As Centonomy, we were privileged to be part of mentoring young budding entrepreneurs in a particular contest.  Naturally after a contest like this especially when a winner is announced there is excitement, a lot of noise and everybody giving their own opinions about what has taken place and/or what should have taken place. After following some comments, it got me thinking about how we sometimes confuse the show or a particular moment with the journey in various ways when running a business. Granted that the finalists in the contest we participated in had gone through a process and grown.  But anyone who has run a business for a couple of years can attest to the fact that the real test is only beginning and it rarely has anything to with the noise the people around you are making. Even for the majority of us who did not start out with a contest, there are various ways we still get wrapped up in the show of entrepreneurship rather than the real stuff that makes a business work. In our entrepreneurship class we use the analogy of a car.  People buy cars for various reasons some of which are about how it looks, color, how comfortable the seats are etc.  However, the real performance of a car is its engine and the people who really know their cars discuss the engine.  Are you focused on the engine of your business or the show around it? Here are a few ways we get mislead by the show.

It’s a noble cause so you think it makes business sense.  The word ‘social entrepreneur’ is being thrown around often enough. I have met people who even say they are social entrepreneurs.  Being a social entrepreneur is not a business, at least not the way people are commonly using social entrepreneurship (Click to Tweet this thought) What exactly do you do? What is the product and how does it have an impact? How do you keep the business running? The fact that it’s a noble cause may get you the attention but if there is no strategy behind it, you will not be able to attract and manage the resources that you do need. A big part of finding business opportunities is identifying solutions to problems but it doesn’t stop there. I met somebody who was trying to raise money for low cost medical clinics.  Fantastic noble cause. There is definitely a need. However, she could not illustrate how these clinics would run sustainably even if she did get the capital. That to any investor means she was not ready for the capital. This does not mean that noble ideas cannot be great businesses.  They can.  But you still have to do the same (and sometimes mundane) checks and balances that you would if you were baking bread. Sometimes we also get caught up in a cool sounding idea. I have been speaking to several people in creative lines of work who definitely mistake the show for the business.  Say you are a singer.  You may get loads of attention and therefore think that you have business success.  You may even have hundreds of thousand or even millions of followers on social media. Don’t confuse this for the actual business.  You still have to have a strategy for how to keep creating and distributing your music. Social media fame does not necessarily translate into revenues (Click to Tweet this thought) An App is cool but again it is not the business. It may help in convenient delivery but you still have to think through the business.  Yes, we use Uber through the app but it’s really the transport service that we are getting at the end of the day.
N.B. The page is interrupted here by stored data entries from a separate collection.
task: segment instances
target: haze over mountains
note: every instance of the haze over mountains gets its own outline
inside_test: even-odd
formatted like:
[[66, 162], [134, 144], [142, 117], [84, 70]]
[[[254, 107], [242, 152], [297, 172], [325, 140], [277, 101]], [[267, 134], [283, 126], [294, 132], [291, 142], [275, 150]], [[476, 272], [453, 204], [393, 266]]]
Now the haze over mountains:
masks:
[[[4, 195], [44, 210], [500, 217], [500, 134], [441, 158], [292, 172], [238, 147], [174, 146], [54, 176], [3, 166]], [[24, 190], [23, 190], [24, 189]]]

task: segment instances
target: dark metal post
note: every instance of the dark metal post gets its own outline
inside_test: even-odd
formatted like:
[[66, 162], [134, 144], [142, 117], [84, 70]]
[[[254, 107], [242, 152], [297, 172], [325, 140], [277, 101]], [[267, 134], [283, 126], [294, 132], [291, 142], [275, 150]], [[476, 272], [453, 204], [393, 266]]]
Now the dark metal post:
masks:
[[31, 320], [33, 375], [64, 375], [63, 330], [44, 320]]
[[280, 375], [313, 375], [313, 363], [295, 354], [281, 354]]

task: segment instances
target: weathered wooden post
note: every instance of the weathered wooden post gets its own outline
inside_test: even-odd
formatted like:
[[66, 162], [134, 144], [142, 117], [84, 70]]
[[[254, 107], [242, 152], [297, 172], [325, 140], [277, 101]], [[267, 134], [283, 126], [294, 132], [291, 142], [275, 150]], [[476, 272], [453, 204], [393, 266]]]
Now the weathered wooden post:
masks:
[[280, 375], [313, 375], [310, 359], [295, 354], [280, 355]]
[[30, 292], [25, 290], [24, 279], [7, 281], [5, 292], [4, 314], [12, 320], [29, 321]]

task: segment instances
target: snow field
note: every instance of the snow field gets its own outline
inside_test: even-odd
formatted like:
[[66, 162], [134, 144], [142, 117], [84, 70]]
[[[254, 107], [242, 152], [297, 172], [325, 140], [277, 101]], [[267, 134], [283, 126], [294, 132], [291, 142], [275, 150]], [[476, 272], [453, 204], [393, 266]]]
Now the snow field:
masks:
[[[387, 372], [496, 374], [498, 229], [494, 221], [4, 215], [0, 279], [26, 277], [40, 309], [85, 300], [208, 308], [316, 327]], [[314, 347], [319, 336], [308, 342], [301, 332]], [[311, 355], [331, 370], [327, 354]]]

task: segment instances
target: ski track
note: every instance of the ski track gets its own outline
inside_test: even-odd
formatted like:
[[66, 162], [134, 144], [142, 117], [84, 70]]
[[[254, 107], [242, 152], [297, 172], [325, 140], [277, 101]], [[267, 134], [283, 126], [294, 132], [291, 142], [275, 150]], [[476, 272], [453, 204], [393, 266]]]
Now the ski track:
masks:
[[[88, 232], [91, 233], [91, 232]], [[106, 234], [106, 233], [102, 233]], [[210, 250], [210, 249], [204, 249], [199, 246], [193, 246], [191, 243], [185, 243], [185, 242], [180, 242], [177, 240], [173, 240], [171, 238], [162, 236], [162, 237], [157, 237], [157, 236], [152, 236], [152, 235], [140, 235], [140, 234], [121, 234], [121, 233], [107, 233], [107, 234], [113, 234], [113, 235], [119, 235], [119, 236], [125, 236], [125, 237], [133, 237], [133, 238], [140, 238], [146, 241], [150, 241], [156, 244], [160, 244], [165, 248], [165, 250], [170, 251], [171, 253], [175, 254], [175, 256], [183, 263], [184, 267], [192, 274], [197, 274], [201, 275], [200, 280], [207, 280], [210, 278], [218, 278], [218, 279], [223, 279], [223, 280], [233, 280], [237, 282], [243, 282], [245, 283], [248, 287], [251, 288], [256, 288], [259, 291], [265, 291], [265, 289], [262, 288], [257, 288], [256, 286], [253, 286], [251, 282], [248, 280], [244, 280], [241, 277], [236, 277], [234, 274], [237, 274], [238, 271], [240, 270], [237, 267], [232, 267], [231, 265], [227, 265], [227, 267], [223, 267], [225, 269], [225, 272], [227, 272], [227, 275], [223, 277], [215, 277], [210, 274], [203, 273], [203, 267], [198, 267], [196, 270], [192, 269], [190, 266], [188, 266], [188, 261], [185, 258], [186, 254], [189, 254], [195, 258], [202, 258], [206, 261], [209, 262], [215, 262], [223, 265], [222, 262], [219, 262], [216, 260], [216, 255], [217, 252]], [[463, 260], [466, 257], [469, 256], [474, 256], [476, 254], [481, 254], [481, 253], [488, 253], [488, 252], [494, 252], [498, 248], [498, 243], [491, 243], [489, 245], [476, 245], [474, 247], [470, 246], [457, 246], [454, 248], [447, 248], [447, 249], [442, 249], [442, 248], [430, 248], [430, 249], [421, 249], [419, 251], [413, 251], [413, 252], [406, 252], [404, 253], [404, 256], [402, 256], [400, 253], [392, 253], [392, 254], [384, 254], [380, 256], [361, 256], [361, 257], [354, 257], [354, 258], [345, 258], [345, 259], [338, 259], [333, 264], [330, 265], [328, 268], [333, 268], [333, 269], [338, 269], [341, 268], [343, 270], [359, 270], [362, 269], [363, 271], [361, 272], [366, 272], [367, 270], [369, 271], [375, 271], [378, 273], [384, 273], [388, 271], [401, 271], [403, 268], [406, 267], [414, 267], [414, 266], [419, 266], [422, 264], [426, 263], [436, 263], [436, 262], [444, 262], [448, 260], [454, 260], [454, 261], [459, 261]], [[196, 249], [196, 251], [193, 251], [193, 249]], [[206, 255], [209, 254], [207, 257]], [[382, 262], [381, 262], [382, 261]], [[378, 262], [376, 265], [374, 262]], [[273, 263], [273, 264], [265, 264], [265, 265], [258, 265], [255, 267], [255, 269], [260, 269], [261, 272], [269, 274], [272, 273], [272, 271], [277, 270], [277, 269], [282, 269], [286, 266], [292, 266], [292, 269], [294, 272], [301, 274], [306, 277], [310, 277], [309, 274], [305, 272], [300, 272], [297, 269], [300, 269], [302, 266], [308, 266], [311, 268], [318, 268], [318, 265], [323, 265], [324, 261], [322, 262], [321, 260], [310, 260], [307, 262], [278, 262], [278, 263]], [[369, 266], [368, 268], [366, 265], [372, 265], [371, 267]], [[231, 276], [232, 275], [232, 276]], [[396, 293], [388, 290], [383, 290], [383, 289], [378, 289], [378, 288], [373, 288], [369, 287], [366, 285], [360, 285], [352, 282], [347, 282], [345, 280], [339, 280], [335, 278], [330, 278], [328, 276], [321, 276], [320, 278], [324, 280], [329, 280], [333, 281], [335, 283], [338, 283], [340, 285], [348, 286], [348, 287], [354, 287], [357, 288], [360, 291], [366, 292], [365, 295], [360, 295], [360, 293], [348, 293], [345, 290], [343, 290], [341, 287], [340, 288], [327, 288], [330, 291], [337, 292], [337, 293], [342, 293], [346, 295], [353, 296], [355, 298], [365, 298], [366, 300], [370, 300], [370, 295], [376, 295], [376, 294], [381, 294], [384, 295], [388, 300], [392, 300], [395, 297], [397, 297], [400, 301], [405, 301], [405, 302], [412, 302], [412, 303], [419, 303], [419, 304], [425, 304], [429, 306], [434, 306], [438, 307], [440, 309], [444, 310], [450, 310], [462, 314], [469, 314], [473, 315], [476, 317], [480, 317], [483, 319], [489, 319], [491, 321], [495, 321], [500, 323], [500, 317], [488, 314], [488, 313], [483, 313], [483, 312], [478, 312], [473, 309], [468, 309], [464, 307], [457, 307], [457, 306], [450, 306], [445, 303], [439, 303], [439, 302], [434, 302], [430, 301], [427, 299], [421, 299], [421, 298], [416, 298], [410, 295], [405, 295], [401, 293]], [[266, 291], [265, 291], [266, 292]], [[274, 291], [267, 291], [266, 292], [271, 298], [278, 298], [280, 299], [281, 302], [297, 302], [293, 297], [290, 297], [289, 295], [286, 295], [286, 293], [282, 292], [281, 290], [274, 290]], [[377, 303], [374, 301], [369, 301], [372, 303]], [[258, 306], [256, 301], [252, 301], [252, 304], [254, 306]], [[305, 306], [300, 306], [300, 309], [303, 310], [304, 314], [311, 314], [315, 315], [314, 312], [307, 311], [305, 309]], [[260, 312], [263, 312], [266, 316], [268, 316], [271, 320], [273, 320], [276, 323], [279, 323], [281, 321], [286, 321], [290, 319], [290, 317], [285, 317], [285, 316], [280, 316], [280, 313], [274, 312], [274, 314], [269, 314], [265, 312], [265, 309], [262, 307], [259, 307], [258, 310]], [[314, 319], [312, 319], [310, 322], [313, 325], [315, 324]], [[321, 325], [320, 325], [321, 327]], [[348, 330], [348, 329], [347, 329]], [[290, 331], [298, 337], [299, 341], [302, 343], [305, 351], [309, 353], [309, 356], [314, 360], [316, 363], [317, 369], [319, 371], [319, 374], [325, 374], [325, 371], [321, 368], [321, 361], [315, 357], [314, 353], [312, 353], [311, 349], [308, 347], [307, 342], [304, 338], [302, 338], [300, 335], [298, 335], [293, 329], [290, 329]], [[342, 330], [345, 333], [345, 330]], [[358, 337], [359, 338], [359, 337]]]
For businesses that have been in existence the show starts to be about how you are perceived rather than what you are actually doing. We start to make business decisions and incur expenses that are more about the perception not the actual business. From our interaction with various entrepreneurs we have seen marketing activities that look nice on paper but have very little trickledown effect to the bottom line.  Office space rentals that are beyond what the business needs or can actually afford. If the business has been known to be successful and is going through a rough time (like often happens in the life of a business) this perception keeps people from making the hard choices they may need to make.  There is also the aspect of the personal show i.e. personal lifestyle interfering with how cash is managed in the business. The fact that you feel that you should be driving a new car has nothing to do with the everyday business of the company. Most likely your clients will not notice and/or not care. We start spending to spend or because it’s there rather than spending to earn which is what a business should prioritise. We sometimes mistake a big client for the right or profitable client.  The name of the client sounds good but when we look at the time and resources needed to service that type of client, it may not be the most effective way of operating. Smaller clients have often been known to make decisions faster and pay faster though they may not have the name that will bring attention. So going back to the analogy of the car.  The show may help in some ways just like the color of the car may attract buyers.  Always remember the business is not the show (Click to Tweet this thought) It’s in the engine which is the product and the strategy behind getting that product to market in a profitable way.  This is simply why the greatest ideas are not the greatest businesses.  Keep your eye on the right ball.